Make sure you sit down with your partner and talk openly about the debt that you have and how you plan to eliminate it.
Having a plan to eliminate debt will reduce friction in the relationship, set clear goals to follow and make saving for larger purchases (new home, new car, etc) much easier.
Create a Monthly Budget
All of the financial tips above rely on one thing – creating a budget.
A monthly budget helps show what money is coming in and where the money is being spent. It doesn’t have to be fancy – a simple list of income and expenses is enough to start.
As time goes on you can add to the budget depending on your needs. The budget should include debt repayment (if any), living expenses and fixed costs. It should also incorporate your short term and long term financial goals.
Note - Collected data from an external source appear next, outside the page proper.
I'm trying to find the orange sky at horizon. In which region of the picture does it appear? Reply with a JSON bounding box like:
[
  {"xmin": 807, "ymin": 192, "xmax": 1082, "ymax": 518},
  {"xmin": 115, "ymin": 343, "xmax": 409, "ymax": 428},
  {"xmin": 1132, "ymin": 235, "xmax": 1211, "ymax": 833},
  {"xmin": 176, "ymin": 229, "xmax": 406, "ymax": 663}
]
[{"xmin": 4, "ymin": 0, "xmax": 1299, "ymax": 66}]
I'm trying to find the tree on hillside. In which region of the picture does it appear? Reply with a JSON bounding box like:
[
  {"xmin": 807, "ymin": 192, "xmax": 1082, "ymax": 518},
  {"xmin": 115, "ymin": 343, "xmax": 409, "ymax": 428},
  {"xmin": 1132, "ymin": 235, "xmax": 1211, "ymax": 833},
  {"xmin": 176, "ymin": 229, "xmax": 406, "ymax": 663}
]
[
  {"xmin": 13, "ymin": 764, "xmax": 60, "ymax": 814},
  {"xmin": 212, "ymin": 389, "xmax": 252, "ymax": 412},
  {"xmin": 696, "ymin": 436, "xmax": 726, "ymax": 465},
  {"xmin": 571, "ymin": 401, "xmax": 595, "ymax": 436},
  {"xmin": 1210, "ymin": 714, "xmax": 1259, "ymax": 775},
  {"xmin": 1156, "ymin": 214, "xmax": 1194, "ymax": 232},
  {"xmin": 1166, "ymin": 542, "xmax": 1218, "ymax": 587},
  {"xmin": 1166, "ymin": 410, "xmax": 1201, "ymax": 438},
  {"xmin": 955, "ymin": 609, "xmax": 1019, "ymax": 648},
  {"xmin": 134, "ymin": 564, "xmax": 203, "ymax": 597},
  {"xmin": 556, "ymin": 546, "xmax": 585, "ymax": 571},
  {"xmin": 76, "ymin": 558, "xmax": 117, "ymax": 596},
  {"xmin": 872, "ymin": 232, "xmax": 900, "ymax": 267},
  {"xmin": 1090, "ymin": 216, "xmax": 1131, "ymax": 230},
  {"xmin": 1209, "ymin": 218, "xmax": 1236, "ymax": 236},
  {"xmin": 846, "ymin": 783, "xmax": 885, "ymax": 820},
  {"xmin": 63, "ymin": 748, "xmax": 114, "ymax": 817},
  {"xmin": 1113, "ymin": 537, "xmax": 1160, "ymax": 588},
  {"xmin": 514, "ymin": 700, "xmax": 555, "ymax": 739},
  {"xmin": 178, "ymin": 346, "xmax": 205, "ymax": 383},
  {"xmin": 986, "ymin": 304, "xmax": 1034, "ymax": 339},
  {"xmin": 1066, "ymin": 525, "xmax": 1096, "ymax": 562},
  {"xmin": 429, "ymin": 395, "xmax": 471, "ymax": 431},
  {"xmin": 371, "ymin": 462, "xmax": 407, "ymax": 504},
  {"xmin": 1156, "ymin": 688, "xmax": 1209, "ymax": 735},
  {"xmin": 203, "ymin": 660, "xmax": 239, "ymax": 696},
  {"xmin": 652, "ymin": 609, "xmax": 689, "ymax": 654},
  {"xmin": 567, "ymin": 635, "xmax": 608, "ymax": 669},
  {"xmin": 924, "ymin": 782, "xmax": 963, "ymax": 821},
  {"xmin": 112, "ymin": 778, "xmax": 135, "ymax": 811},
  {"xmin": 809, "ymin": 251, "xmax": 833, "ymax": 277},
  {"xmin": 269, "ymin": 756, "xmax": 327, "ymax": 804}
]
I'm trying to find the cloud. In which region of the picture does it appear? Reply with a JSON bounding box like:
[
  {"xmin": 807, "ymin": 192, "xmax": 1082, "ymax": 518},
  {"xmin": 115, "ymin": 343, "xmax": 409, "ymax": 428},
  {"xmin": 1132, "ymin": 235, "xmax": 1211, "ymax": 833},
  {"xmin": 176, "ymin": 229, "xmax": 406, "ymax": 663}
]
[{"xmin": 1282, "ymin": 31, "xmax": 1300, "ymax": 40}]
For example, if your goal is to save for a trip to Mexico within one year you will need a clear idea of how much it will cost and then incorporate that into the monthly budget.
A starting point for your budget is your bank statements to see what money is coming in, what money is going out and exactly where it is being spent.
Conclusion: Experts say that the sooner a couple starts to talk openly about finances, the easier it becomes over time and the less chance of a breakup (or divorce) over finances. A budget should be realistic and include your short term and long term financial goals as well.
What other money tips do you have for young couples?